05/17/2022
“The generally-agreed-upon story goes like this: Thornton Prince III—a “roamer” according to his grand-niece—came home late one evening, which, in and of itself, was nothing new. Prince was a handsome man, lanky and long-armed, but well put together thanks to the years of manual labor he’d endured as a sharecropper’s son.
Prince’s rampant carousing had aroused the ire of his girlfriend(s) before, but this time it sparked a fire he couldn’t contain. His girlfriend at the time had heard it all before: the excuses, the fact-fudging, the flat-out falsehoods. Finally she decided enough was enough, and began to hatch a plan that would focus his wandering eyes.
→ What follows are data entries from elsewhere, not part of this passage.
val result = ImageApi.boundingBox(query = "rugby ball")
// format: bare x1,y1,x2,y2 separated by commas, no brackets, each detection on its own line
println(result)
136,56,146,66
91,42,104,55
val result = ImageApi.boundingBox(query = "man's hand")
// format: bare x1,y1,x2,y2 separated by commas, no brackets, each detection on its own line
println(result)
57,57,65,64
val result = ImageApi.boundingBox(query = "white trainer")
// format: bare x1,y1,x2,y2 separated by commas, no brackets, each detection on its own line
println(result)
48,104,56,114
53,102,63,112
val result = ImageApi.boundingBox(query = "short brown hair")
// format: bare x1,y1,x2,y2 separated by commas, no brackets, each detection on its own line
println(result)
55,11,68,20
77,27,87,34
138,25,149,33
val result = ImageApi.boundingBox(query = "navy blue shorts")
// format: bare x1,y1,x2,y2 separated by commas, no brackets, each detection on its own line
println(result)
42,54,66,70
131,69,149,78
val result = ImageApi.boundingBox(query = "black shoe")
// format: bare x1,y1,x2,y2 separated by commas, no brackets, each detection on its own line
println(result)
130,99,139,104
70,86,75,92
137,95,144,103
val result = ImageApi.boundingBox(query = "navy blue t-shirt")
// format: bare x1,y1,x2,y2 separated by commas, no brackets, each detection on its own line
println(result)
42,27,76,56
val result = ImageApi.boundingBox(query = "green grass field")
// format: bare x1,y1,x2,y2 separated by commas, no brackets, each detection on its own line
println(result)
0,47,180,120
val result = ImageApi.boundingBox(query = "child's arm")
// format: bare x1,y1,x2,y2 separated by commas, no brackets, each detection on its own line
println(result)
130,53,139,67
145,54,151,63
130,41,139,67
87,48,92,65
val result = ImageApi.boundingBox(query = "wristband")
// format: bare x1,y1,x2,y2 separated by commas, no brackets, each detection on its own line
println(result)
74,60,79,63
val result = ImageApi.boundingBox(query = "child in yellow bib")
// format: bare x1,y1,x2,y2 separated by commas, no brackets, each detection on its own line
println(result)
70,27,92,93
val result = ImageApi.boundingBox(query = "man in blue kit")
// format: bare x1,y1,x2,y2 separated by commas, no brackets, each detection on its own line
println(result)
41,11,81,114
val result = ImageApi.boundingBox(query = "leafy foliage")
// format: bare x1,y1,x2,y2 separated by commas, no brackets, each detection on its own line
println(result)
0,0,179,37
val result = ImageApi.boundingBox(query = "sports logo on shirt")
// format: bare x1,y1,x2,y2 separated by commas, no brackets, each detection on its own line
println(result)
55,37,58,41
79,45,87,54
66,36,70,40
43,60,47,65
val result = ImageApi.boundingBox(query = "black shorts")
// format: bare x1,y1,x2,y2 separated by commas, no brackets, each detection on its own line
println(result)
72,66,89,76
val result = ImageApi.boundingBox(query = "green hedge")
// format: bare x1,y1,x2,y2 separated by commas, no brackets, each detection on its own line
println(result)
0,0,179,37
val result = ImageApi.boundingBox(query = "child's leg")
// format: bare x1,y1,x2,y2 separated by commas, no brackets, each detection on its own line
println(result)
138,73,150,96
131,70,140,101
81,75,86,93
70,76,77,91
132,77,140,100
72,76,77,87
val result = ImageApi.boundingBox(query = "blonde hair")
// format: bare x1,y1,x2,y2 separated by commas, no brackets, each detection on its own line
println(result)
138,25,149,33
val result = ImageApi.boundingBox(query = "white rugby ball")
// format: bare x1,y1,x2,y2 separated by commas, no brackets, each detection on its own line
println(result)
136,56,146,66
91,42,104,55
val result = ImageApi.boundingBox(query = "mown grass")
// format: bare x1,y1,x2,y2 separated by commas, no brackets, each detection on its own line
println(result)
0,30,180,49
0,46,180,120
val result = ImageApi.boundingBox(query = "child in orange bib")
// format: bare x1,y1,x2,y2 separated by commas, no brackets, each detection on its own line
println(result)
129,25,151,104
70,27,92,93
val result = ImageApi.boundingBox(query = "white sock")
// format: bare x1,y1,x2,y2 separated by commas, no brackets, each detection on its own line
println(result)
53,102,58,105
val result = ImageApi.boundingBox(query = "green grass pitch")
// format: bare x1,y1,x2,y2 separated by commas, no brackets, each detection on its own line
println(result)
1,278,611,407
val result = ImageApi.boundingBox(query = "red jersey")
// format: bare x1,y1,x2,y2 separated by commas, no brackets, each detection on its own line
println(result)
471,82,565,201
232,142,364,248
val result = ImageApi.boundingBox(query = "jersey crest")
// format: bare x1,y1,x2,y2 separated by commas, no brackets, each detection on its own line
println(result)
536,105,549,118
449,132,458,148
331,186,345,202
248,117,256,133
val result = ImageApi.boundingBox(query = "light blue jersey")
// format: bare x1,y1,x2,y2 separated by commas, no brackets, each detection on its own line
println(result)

Exhausted by it all, and bent on revenge, she set about her kitchen, eyeing the options. Knives were a no-go. But there are other ways to hurt a man, we can imagine her thinking, and if the way to a man’s heart is indeed through his stomach, then maybe it was high time to make his burn.
There’s an old axiom that revenge is a dish best served cold. Prince’s girlfriend took the opposite tact. Sometime the next morning, she made him his favorite, a fried chicken breakfast. Only she knows exactly the process she went through to spice the bird to the point where it caused pain worthy of a punishment, but suffice it to say that it involved a heaping helping of cayenne pepper. The goal was to light him up, make him feel as red-hot as her heretofore-repressed rage.
Then a weird thing happened: He liked it. He loved it, in fact. He loved it so much that he immediately set about attempts to replicate it.”